Kommentar zum Grundsatzprogramm der Grünen
Alte Werte, andere Ziele

Die Grünen wollen es wissen. Sie wollen führen. Sie wollen regieren. Sie wollen den Wählerinnen und Wählern in unsicheren Zeiten ein neues Angebot machen.

Samstag, 27.06.2020, 06:15 Uhr aktualisiert: 27.06.2020, 06:20 Uhr
Symbolbild. Foto: dpa
Symbolbild. Foto: dpa

Neu erfunden hat sich die Partei mit ihrem neuen Grundsatzprogramm deswegen nicht, das wäre tatsächlich übertrieben, aber sie stellen sich für das digitale Zeitalter in einer globalisierten Welt – auch unter den Vorzeichen der Pandemie – neu auf. 18 Jahre ist die Ökopartei mit ihrem Grundsatzprogramm von 2002 durch die Welt und durch viele Wahlen gekommen. Inzwischen regieren sie in elf von 16 Bundesländern mit oder stellen mit Winfried Kretschmann in Baden-Württemberg den ersten Ministerpräsidenten ihrer 40-jährigen Parteigeschichte.
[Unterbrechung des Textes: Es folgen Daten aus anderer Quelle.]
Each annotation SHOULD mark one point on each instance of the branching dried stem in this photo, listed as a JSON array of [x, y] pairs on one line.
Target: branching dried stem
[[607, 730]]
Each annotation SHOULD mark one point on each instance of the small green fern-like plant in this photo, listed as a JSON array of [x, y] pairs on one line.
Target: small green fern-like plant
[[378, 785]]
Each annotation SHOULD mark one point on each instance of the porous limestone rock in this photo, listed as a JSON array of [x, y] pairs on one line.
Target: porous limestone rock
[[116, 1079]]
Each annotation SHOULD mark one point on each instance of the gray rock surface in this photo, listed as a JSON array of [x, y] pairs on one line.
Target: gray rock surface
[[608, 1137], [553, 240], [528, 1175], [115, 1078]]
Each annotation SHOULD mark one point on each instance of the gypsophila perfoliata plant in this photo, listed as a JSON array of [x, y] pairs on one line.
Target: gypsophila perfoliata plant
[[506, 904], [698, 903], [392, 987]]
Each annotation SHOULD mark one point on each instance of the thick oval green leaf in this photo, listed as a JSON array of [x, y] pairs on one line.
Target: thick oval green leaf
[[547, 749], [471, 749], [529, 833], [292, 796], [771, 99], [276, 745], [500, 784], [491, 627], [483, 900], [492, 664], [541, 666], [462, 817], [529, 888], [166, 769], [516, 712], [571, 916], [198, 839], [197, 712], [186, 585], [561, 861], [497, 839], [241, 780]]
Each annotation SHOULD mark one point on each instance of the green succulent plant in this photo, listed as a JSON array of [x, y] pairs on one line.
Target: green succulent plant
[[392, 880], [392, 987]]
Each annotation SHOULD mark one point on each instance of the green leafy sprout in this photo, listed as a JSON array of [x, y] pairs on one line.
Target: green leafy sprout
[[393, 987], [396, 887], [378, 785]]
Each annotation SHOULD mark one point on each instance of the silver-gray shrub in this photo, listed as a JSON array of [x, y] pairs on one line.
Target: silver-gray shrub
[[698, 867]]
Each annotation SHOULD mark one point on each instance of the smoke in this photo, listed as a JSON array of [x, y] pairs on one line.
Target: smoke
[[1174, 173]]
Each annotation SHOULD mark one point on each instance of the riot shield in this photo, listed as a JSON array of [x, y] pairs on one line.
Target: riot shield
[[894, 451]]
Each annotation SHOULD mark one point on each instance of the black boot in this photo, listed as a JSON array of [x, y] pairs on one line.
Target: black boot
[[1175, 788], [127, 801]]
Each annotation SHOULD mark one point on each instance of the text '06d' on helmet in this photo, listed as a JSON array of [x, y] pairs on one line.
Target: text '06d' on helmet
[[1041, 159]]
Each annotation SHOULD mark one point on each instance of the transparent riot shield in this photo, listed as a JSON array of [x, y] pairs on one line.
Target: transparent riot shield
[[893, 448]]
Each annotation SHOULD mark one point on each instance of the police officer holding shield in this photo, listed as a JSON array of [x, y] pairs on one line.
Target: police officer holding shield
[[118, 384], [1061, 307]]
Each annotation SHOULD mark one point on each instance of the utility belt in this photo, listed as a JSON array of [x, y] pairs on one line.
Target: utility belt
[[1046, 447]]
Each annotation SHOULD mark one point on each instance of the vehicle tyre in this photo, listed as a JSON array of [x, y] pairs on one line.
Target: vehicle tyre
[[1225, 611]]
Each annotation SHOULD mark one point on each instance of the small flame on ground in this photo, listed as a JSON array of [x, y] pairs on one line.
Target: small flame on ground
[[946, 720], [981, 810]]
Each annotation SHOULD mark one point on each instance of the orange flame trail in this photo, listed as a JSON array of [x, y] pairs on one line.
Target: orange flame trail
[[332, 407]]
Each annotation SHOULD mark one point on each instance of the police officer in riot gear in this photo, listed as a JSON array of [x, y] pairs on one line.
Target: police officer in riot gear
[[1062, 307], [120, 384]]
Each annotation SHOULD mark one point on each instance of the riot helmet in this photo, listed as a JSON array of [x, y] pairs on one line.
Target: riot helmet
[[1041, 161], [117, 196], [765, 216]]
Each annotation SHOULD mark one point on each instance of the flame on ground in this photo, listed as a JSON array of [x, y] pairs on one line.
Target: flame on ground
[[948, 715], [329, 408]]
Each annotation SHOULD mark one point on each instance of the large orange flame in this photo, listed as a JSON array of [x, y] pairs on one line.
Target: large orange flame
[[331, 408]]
2020 will die Partei, die nach der Bundestagswahl im kommenden Jahr so gern wieder im Bund mitregieren würde, mit einem neuen Grundsatzprogramm in eine neue Ära aufbrechen. Alte Kämpfe wie der um das Ende der Atomkraft oder die Beteiligung deutscher Soldaten an Nato-Kampfeinsätzen sind längst ausgefochten, Farbbeutel dabei geplatzt, Träume vom ewigen Pazifismus gleich mit. Jetzt liegt der Entwurf für ein neues Grundsatzprogramm auf dem Tisch, den ein Bundesparteitag im November in Karlsruhe noch beschließen soll. Traditionell grüne Werte wie Klima, Umwelt, erneuerbare Energie, mit der Natur im Einklang stehende Landwirtschaft ohne Massentierhaltung, Einstieg in emissionsfreien Verkehr und eine Welt möglichst ohne fossile Brennstoffe sind weiter zentrale Ziele grüner Politik. Aber eine neue Zeit verlangt auch neue Antworten. Die Pandemie hat vieles verändert, Staaten und Unternehmen in tiefe Krisen gestürzt. Parteien müssen darauf Antworten liefern.

Ebenso für die tiefen Umwälzungen in einer stetig älter werdenden Gesellschaft, in der immer weniger Beitragszahler für immer mehr Rentner und Pensionäre zahlen müssen. Die Antwort der Grünen auf die Schieflage der Sozialsysteme ist seit Jahren bekannt und im Grundsatzprogramm frisch recycelt: Sie wollen etwa das bisherige System der gesetzlichen und privaten Krankenversicherung durch eine Bürgerversicherung ersetzen, in die alle Bevölkerungsgruppen einzahlen, auch Beamte, Politiker, Selbstständige, Unternehmer.

Die Grünen verstehen sich als Partei einer neuen Mitte, als neues Kraftzentrum, gewachsen zur Mittelpartei, wobei nicht ausgemacht ist, ob sie ihr derzeitiges Zustimmungsniveau auf Dauer werden halten können.